We developers love to talk and moan about many aspects of our job. And we do it a lot. Any given day you’ll find plenty of posts, on HN or elsewhere, discussing the next big thing, the new framework that will heal the sick world of web development, ranting about hiring managers and ill-conceived management processes. And there’s nothing wrong with it: our job is awesome in many different aspects, but sometimes it’s not so great. I get it.
You won’t find a lot of information and opinion pieces about one fundamental part of our day to day life, though: how to deal with refactoring. Sure, we have a ton of classic books about the subject, and the most vocal proponents of TDD and XP will talk at great lengths about the overall importance of striving for clean code and how important it is to not forget the “refactoring” part of the canonical TDD cycle. I personally didn’t find as much information as I wanted, and what I’m really curious about is reading other people’s experiences: how do you deal with legacy code? What do you do when confronted with some large module you don’t fully understand? What do you look for? Where do you start from? I’d like to know more.
I’ll try to explain what I do in those cases. Be warned: it might not be the best way, it’s probably naive and inexperienced, and I’m sure there is a lot of room for improvement (I’m not a particularly gifted developer, nor do I consider myself to be intelligent, and that’s why I have to do anything I can in order to keep things manageable, straightforward and accessible when I touch them or write them from scratch). Nevertheless, it’s my attempt at describing my overall thought process. I’d love to get some feedback about it, so please be cruel and smash my method into pieces, if you think you can do better.
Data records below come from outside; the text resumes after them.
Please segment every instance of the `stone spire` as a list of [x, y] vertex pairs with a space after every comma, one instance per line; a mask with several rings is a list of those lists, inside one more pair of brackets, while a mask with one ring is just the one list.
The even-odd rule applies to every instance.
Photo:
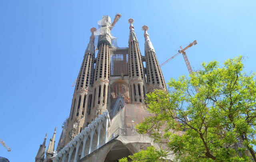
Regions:
[[53, 135], [52, 138], [50, 139], [50, 142], [49, 145], [48, 145], [48, 148], [46, 150], [46, 153], [52, 154], [54, 150], [54, 144], [55, 143], [55, 134], [56, 134], [56, 127], [55, 127], [54, 130], [54, 132], [53, 133]]
[[62, 148], [80, 132], [88, 118], [86, 114], [90, 114], [91, 108], [90, 104], [92, 95], [90, 93], [90, 89], [93, 84], [96, 30], [94, 27], [90, 30], [92, 34], [77, 77], [67, 128], [65, 132], [64, 142], [59, 142], [58, 148]]
[[147, 30], [148, 30], [148, 27], [146, 25], [142, 26], [142, 30], [144, 30], [144, 37], [145, 38], [145, 54], [150, 50], [155, 51], [155, 49], [153, 47], [152, 43], [149, 39], [149, 35], [148, 34]]
[[142, 26], [142, 29], [144, 30], [145, 37], [145, 57], [147, 80], [148, 84], [149, 84], [148, 91], [152, 92], [156, 89], [166, 90], [164, 77], [156, 58], [155, 50], [147, 31], [148, 27], [144, 25]]
[[132, 102], [144, 103], [145, 97], [144, 68], [132, 23], [133, 19], [128, 20], [130, 23], [129, 36], [128, 64], [130, 100]]
[[85, 54], [90, 52], [92, 54], [94, 53], [94, 32], [95, 31], [97, 30], [95, 28], [92, 28], [90, 29], [90, 31], [92, 33], [92, 35], [90, 37], [90, 41], [89, 42], [89, 43], [87, 45], [87, 48], [86, 48], [86, 50], [85, 50]]
[[39, 146], [39, 149], [38, 151], [37, 152], [36, 156], [35, 158], [35, 162], [43, 162], [44, 160], [44, 153], [45, 152], [45, 142], [46, 140], [46, 136], [47, 136], [47, 134], [45, 135], [45, 137], [44, 140], [42, 144], [40, 144]]
[[137, 40], [137, 37], [135, 34], [134, 32], [134, 28], [133, 27], [132, 23], [134, 22], [134, 21], [132, 18], [130, 18], [128, 20], [128, 22], [130, 23], [130, 34], [129, 35], [129, 42], [135, 40], [138, 42]]
[[[55, 127], [54, 130], [54, 132], [53, 133], [53, 135], [52, 138], [50, 139], [50, 142], [49, 142], [49, 145], [47, 148], [47, 150], [46, 152], [46, 157], [45, 159], [44, 159], [44, 162], [48, 162], [50, 161], [52, 161], [50, 160], [50, 157], [52, 156], [52, 153], [54, 149], [54, 144], [55, 143], [55, 134], [56, 134], [56, 127]], [[49, 159], [49, 160], [48, 160]]]

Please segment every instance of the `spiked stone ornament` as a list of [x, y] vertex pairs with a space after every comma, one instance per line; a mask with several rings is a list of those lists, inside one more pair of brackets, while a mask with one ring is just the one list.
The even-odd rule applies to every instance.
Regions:
[[148, 27], [146, 25], [144, 25], [142, 26], [142, 30], [144, 30], [145, 32], [148, 30]]
[[96, 30], [97, 30], [97, 29], [96, 29], [96, 28], [94, 27], [92, 27], [91, 28], [91, 29], [90, 30], [90, 31], [91, 32], [91, 33], [92, 33], [96, 31]]
[[134, 22], [134, 20], [132, 18], [128, 20], [128, 22], [130, 23], [130, 29], [131, 29], [131, 28], [133, 28], [133, 26], [132, 23]]

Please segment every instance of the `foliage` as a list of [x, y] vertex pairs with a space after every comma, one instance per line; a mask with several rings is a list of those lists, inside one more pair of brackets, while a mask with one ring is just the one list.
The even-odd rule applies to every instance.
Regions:
[[190, 78], [171, 79], [169, 92], [150, 93], [154, 115], [137, 126], [138, 132], [167, 140], [167, 150], [181, 161], [256, 161], [256, 81], [243, 72], [242, 60], [222, 68], [203, 62]]
[[[153, 146], [148, 147], [146, 150], [142, 150], [139, 152], [130, 155], [129, 158], [132, 162], [162, 162], [160, 159], [166, 157], [166, 153], [163, 150], [158, 151]], [[128, 162], [127, 158], [123, 158], [118, 160], [119, 162]]]

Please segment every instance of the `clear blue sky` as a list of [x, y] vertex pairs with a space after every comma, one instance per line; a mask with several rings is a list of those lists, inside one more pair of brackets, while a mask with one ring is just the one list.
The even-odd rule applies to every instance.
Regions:
[[[222, 64], [245, 56], [246, 72], [255, 72], [255, 0], [0, 0], [0, 156], [32, 162], [55, 126], [56, 143], [69, 114], [76, 80], [90, 35], [104, 15], [122, 16], [112, 32], [119, 47], [128, 45], [130, 18], [142, 55], [142, 26], [160, 63], [196, 40], [187, 50], [194, 69], [203, 61]], [[188, 72], [181, 55], [162, 68], [166, 81]], [[56, 143], [56, 146], [57, 145]]]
But please, keep in mind that English is not my first language, and sometimes it may show in weird syntax or wrong orthography.
First things first: when you scroll through a module or class for the first time, your goal is to understand its purpose: code is (usually) there for a reason, nobody (well, almost) writes code if he can avoid doing so (we’re lazy bastards), so don’t rush to dismiss other peoples’ code as meaningless or useless. Use your tool of choice to look for occurrences and usages, look at the big picture but don’t be afraid of the minutiae. At the same time, don’t keep your sight on only one layer of abstraction: one of the bad things about legacy code is often the mixing up between different concerns and abstractions. Be ready to go up and down, left and right when you read code for the first time.
Tests: don’t even think about doing a major refactor without having a satisfactory suite of tests. Write your tests first, if not unit at least functional, to make sure you can go ahead with confidence and not break anything in the process. It really depends on your application, but usually you want to make sure that the outermost APIs work in the intended way, and keep going forward until you’ve established what the acceptable behaviour is for the largest set of inputs. If you find this too difficult, or if there is a significant amount of ambiguity about what something is supposed to do, stop here: You have a bigger fish to fry, and you should address the problem first and come back later.
Clarify intent: once you understand the purpose, you’ll find that something works in an unintuitive or obscure way. One thing I find useful is renaming variables or functions. Perhaps that function or method name was chosen a long time ago, and then someone decided to add a boolean flag to address a corner case. Don’t be afraid of using a silly long name or putting ands, ors, ifs in those names. If anything, it will help to remind you when a function does more than one thing and clearly identify areas that need work. Go around, explore, put comments wherever you want (writing code is cheap! Reading code is not!); you’re not supposed to share your comments yet, so be foolish as much as you want. You want to be able to read the code again as if it were a novel: if you read an article in plain English, isn’t it easy for you to spot obvious problems or logical inconsistencies? There is no reason your code can’t tell you the story.
Let your code breathe: this is somewhat controversial, but I really like to put a lot of space around blocks of code when first dealing with a module I want to refactor. It somehow helps me in drawing a mental map of what’s going on in the code, isolate logical units, and who knows? Sometimes those “blocks” between a couple of white lines will translate in a comfortable function call effortlessly. Move lines around, stick declarations near each other, try to group functions by their purpose: did you find more than one function that does the same thing slightly differently?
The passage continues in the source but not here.